UK border
David Cameron had previously promised to cut the UK's net migration levels to below 100,000 by 2015 Reuters

Skilled foreign workers give the UK economy a £210bn boost, and their presence is making an increasingly important contribution to the country's professional workforce, according to Lloyds Bank.

The research, which was conducted by the Centre for Economics and Business Research (CEBR) on behalf of Lloyds Bank, explained that over the past 10 years the total number of non-UK-born individuals in employment as increased from 2.6 million in Q1 2004 to 4.6 million in Q1 2014.

The report said that these so-called "inpats" working within British industries contribute to the economic wellbeing and growth of the country as a whole.

The result is that economic output, also known as gross value added (GVA), is generated.

The largest amount of GVA is produced by inpats from Europe, who produce nearly £75bn (€94bn, $124bn) in 2014, or 6% of total UK GVA, according to Lloyds' survey.

In total, inpats are estimated to currently produce 15% – or £210bn – of GVA created in England and Wales.

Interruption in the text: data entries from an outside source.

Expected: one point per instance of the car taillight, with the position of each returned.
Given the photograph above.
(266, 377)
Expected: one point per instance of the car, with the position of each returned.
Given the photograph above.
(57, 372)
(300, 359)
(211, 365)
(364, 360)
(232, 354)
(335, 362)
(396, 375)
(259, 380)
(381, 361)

Immigration unlikely to stop

"The findings of the research clearly demonstrate the strength of the UK economy and its ability to attract a highly qualified professional workforce from around the world," said Jamsheed Poncha, head of client services, UK wealth, at Lloyds Bank.

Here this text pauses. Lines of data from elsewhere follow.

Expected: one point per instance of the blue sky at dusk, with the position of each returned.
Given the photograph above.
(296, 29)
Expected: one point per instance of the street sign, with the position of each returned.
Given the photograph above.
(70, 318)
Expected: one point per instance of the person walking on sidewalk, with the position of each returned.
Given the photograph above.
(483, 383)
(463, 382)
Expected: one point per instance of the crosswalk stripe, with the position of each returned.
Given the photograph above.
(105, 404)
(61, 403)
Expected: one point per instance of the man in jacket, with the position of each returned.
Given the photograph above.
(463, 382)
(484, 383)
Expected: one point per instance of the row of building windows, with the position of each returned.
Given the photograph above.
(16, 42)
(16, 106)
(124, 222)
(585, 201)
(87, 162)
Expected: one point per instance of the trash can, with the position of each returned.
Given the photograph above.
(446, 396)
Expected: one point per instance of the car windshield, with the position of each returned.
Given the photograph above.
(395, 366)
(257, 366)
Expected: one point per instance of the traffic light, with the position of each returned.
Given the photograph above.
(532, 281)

Iraq crisis and Cameron's comments
David Cameron's immigration reduction target is 'stupid', says economist Johnathan Portes Neil Hall/Reuters

"The contribution inward talent can make to key industries is impressive, as it ultimately helps the economy prosper even more."

The figures come after the Office for National Statistics revealed that net long-term migration to the UK hit 243,000 in the year ending March 2014 – a "statistically significant increase" from 175,000 in the previous year.

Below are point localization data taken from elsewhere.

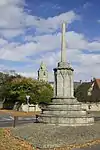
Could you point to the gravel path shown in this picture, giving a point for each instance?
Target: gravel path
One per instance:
(50, 136)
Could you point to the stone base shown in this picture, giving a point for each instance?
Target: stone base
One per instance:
(66, 112)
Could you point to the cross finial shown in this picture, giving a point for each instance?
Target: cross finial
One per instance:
(63, 43)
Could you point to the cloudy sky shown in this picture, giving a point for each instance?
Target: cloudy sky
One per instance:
(30, 32)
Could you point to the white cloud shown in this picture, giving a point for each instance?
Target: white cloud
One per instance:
(15, 20)
(28, 74)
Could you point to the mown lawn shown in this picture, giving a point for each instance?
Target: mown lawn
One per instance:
(8, 142)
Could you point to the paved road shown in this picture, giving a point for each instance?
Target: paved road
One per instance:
(7, 121)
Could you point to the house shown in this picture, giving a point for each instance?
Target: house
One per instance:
(88, 91)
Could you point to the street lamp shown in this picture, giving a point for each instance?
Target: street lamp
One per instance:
(27, 98)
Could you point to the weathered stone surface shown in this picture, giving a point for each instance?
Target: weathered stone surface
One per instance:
(65, 110)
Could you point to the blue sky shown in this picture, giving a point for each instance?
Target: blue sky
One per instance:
(30, 32)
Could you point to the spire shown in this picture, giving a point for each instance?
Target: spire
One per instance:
(63, 43)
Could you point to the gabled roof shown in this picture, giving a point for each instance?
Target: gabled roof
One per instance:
(98, 82)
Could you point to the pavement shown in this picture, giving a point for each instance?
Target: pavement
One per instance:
(7, 121)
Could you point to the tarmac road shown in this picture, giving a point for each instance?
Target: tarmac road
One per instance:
(7, 121)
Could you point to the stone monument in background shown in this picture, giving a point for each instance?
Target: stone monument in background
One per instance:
(65, 109)
(43, 73)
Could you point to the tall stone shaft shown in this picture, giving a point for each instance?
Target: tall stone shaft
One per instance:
(63, 43)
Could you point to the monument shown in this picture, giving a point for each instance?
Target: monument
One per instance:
(43, 73)
(64, 109)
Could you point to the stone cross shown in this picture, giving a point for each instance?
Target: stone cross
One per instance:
(63, 44)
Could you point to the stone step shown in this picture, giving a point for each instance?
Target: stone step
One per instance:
(64, 107)
(65, 101)
(66, 113)
(68, 121)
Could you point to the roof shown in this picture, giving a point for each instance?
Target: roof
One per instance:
(98, 82)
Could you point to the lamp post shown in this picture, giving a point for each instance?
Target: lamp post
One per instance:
(27, 98)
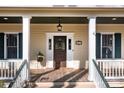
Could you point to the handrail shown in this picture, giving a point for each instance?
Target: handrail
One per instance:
(112, 69)
(101, 75)
(18, 73)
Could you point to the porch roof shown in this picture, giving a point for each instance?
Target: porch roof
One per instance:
(64, 20)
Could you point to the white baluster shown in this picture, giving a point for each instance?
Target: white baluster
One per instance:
(113, 69)
(109, 65)
(103, 68)
(7, 69)
(119, 75)
(122, 70)
(2, 69)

David Cameron had previously promised to cut the UK's net migration levels to below 100,000 by 2015.

IBTimes UK asked Jonathan Portes, director of the research centre the National Institute of Economic and Social Research, if Cameron's goal was now unachievable.

"All the evidence suggests that forecasting migration is very, very difficult – which is one of the reasons why it was stupid to have a target in the first place," Portes said.

"Is it impossible that [Cameron's] target could be met? No.

"We could have another financial crisis and the labour market could collapse or the eurozone could suddenly, miraculously recover, and Italians, Spanish and Greek people would go home because their economies are thriving. That doesn't seem very likely, but it's not impossible."

The issue of immigration has been a hot political topic in the UK over recent years.

The latest annual British Social Attitudes Survey, which is conducted by NatCen Social Research and questioned over 3,000 respondents, found that 77% of people wanted immigration to be reduced.